Google Cloud announced that Ops Agent, the agent for collecting telemetry from Compute Engine instances, can now collect and aggregate metrics from NVIDIA GPUs on VMs.
The utilization of AI and ML technologies within organizations has grown, particularly in domains like product recommendations, scientific computing, and gaming. To meet the demanding computational requirements of these applications, GPUs must be used. Effective usage and optimization of AI and ML development processes necessitate a comprehensive understanding of GPU performance metrics. Addressing these needs, Google Cloud expanded the capabilities of its Ops Agent with the ability to collect metrics from NVIDIA GPUs.
Ops Agent empowers users to:
- Visualize GPU Fleet Health: Gain insights into GPU fleet health through GPU metrics and pre-built dashboards.
- Optimize Costs and Workloads: Identify underutilized GPUs and optimize workload distribution to streamline costs and maximize efficiency.
- Plan Scaling Efficiently: Analyze trends and patterns to make informed decisions on GPU capacity expansion or upgrading existing GPUs.
- Identify Workload Consumption: Pinpoint which GPU processes, notably ML models, consume GPU utilization and memory.
- Utilize DCGM Profiling Metrics: Leverage DCGM profiling metrics to detect bottlenecks and performance issues within the GPU.

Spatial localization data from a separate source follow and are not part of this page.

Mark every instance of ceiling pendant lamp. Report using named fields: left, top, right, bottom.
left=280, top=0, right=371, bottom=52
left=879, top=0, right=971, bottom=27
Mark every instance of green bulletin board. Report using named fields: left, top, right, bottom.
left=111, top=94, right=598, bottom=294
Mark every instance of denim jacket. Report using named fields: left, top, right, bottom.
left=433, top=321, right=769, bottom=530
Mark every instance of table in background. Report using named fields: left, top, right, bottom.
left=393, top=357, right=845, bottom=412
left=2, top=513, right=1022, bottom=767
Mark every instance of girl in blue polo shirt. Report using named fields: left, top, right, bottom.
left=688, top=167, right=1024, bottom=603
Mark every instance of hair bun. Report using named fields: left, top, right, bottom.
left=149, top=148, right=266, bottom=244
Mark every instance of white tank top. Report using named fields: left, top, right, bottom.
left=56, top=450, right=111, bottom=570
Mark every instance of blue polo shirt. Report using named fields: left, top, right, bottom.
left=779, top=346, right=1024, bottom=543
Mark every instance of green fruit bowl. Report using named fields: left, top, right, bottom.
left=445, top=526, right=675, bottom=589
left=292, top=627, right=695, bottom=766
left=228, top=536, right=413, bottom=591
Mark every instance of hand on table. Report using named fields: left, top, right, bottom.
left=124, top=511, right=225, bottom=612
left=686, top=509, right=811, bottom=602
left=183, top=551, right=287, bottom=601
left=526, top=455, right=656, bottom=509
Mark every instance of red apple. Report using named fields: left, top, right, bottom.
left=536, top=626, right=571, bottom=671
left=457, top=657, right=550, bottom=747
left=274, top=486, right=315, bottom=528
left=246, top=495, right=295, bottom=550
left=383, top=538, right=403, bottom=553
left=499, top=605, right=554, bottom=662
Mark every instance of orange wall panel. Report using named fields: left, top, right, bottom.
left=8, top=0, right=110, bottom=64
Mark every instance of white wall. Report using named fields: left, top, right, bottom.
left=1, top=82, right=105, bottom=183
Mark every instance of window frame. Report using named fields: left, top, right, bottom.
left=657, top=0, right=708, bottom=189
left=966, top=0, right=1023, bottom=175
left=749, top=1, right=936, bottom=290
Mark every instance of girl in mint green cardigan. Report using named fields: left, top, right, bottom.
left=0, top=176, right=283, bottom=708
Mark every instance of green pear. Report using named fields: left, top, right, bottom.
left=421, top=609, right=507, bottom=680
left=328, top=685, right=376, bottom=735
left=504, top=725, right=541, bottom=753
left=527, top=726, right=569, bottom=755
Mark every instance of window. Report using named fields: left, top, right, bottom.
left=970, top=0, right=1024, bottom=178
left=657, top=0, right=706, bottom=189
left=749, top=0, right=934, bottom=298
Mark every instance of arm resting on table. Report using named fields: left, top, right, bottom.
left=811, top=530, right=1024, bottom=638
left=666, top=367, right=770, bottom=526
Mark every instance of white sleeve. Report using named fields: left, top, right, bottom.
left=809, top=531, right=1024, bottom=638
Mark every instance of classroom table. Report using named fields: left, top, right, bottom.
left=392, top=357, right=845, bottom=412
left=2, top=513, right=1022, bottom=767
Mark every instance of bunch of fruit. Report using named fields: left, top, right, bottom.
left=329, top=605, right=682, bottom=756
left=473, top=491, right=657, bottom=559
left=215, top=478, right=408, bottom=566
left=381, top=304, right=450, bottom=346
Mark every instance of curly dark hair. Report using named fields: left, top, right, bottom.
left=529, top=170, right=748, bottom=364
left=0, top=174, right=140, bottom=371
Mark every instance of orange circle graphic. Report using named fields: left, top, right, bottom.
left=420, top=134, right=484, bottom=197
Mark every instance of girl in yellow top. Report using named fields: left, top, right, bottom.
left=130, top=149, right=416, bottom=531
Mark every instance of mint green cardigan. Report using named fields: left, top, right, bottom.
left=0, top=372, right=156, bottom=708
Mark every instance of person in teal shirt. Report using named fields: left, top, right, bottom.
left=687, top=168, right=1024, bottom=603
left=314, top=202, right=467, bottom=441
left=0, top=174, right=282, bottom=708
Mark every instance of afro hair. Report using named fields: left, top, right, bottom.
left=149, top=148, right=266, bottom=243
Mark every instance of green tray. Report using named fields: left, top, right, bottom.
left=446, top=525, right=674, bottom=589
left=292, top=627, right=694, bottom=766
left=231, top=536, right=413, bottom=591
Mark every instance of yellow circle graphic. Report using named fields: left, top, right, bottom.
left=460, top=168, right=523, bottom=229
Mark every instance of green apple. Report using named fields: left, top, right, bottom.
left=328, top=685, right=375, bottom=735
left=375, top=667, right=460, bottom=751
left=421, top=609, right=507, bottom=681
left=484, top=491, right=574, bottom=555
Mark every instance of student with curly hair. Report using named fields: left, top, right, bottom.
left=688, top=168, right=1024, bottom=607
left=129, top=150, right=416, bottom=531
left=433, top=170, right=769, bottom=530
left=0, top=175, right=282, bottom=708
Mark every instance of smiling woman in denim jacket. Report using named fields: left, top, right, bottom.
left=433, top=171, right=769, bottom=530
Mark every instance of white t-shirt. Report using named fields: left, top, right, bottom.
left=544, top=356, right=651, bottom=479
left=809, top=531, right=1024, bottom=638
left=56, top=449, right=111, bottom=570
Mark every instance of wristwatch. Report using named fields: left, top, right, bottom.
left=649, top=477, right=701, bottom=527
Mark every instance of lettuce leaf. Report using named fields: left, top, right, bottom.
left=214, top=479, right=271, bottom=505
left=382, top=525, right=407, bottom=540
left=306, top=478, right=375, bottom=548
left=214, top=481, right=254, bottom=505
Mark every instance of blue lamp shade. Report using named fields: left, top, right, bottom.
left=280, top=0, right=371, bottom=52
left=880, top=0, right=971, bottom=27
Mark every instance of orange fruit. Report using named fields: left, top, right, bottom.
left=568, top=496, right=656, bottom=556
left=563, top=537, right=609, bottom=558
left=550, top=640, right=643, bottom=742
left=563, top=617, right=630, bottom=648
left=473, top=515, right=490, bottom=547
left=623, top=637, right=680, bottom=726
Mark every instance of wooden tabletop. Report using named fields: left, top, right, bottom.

The NVIDIA Management Library (NVML) underpins Ops Agent, enabling effortless collection of essential GPU metrics without additional configurations. These metrics encompass GPU utilization, GPU memory usage, process maximum GPU memory usage, and process lifetime GPU utilization.

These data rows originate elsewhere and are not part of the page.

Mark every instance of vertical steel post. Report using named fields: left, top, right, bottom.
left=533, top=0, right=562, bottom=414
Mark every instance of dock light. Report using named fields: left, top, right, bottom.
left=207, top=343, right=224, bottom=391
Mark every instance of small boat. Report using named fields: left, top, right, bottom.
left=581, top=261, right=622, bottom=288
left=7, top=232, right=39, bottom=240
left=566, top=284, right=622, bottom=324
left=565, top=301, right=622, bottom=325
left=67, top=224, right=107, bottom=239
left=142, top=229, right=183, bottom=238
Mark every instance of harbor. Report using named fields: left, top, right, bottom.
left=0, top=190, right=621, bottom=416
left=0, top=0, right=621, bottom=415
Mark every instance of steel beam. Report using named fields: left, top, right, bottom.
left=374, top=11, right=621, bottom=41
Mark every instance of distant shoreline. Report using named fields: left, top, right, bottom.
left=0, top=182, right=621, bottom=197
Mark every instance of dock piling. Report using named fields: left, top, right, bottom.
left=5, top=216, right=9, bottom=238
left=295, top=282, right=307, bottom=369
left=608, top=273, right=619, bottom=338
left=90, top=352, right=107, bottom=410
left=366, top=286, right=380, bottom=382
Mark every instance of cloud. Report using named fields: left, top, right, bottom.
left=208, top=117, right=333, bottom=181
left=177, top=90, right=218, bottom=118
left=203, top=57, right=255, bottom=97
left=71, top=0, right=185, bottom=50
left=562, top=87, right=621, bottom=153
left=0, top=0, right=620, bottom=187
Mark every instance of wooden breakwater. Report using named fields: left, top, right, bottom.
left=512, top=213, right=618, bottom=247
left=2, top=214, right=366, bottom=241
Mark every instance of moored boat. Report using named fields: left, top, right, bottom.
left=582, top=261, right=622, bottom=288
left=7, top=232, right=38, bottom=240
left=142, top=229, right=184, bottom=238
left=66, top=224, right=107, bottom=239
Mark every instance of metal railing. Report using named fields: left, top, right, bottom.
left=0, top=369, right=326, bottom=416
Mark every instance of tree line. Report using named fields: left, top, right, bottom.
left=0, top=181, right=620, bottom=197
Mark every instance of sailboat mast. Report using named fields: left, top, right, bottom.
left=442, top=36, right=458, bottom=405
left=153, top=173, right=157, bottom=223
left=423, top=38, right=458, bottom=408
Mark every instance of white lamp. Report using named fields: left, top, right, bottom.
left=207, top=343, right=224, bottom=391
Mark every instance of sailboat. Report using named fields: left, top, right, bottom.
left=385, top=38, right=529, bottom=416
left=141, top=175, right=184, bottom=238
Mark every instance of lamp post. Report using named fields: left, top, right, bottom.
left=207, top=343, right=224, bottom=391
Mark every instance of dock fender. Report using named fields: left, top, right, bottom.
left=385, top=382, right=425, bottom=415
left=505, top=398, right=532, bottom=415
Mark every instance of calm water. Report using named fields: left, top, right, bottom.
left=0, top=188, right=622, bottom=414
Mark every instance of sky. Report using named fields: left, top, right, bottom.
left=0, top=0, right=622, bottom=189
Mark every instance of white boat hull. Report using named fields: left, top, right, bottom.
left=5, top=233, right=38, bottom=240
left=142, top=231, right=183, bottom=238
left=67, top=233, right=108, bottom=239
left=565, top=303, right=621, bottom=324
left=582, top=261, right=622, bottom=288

In addition, Ops Agent facilitates the collection of advanced GPU metrics utilizing NVIDIA’s Data Center GPU Manager (DCGM). DCGM offers an API for profiling-level metrics of diverse hardware components, providing deeper insights into GPU performance.

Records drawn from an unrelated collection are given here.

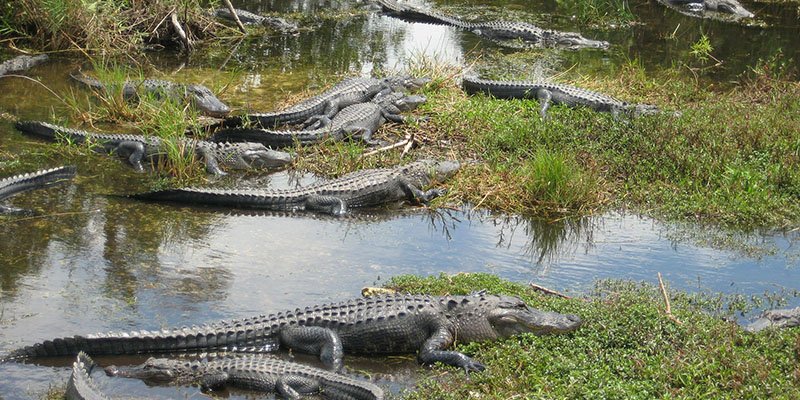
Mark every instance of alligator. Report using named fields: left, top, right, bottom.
left=105, top=354, right=384, bottom=399
left=374, top=0, right=609, bottom=50
left=216, top=75, right=430, bottom=131
left=128, top=159, right=458, bottom=215
left=462, top=76, right=675, bottom=120
left=2, top=292, right=582, bottom=374
left=66, top=352, right=109, bottom=400
left=656, top=0, right=755, bottom=18
left=213, top=92, right=427, bottom=147
left=213, top=7, right=298, bottom=31
left=70, top=69, right=231, bottom=117
left=0, top=165, right=76, bottom=216
left=0, top=54, right=48, bottom=76
left=744, top=306, right=800, bottom=332
left=15, top=121, right=292, bottom=176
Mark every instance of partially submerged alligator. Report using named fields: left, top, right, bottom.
left=744, top=306, right=800, bottom=332
left=70, top=70, right=231, bottom=117
left=0, top=54, right=48, bottom=76
left=3, top=292, right=581, bottom=373
left=374, top=0, right=609, bottom=50
left=656, top=0, right=755, bottom=18
left=214, top=91, right=427, bottom=147
left=217, top=75, right=430, bottom=130
left=214, top=7, right=298, bottom=31
left=65, top=352, right=109, bottom=400
left=0, top=166, right=76, bottom=216
left=129, top=159, right=459, bottom=215
left=15, top=121, right=292, bottom=175
left=106, top=355, right=384, bottom=399
left=462, top=76, right=675, bottom=119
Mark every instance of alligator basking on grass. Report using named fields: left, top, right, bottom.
left=106, top=355, right=384, bottom=399
left=214, top=91, right=427, bottom=147
left=0, top=165, right=76, bottom=216
left=462, top=76, right=676, bottom=120
left=214, top=7, right=298, bottom=31
left=374, top=0, right=609, bottom=50
left=216, top=75, right=430, bottom=130
left=744, top=306, right=800, bottom=332
left=0, top=54, right=48, bottom=76
left=70, top=69, right=231, bottom=117
left=15, top=121, right=292, bottom=176
left=66, top=352, right=109, bottom=400
left=129, top=159, right=458, bottom=215
left=655, top=0, right=754, bottom=18
left=2, top=292, right=581, bottom=373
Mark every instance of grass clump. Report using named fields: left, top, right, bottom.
left=384, top=273, right=800, bottom=400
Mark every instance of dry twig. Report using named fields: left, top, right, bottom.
left=222, top=0, right=247, bottom=34
left=170, top=12, right=193, bottom=52
left=658, top=272, right=684, bottom=325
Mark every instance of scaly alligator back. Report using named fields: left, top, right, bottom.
left=0, top=54, right=48, bottom=76
left=0, top=166, right=76, bottom=202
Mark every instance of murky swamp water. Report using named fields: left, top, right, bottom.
left=1, top=0, right=799, bottom=398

Ops Agent simplifies GPU metric visualization alongside other offerings in Google Cloud's operations suite. Users can effortlessly query and visualize the collected GPU metrics, construct custom charts, and create dashboards. A dedicated NVIDIA GPU Monitoring dashboard offers a consolidated view of GPU fleet health.
Ops Agent stands out as a unified telemetry agent, automating the collection of host metrics, system logs, and other metrics. It simplifies the management of telemetry processes, allowing users to focus on maximizing the potential of their GPU VMs.
Google Cloud has introduced a one-click option to add an Ops Agent while creating a new VM via the Google Cloud console for easy adoption. This lets users experience Ops Agent with default configurations, facilitating a seamless monitoring experience.
For comprehensive instructions on how to install and configure Ops Agent for GPU instance monitoring, refer to the provided documentation.
Also other cloud vendors have monitoring solutions for GPUs in particular CloudWatch, the monitoring tool of AWS, supports GPU monitoring and Azure supports GPU monitoring with container insights.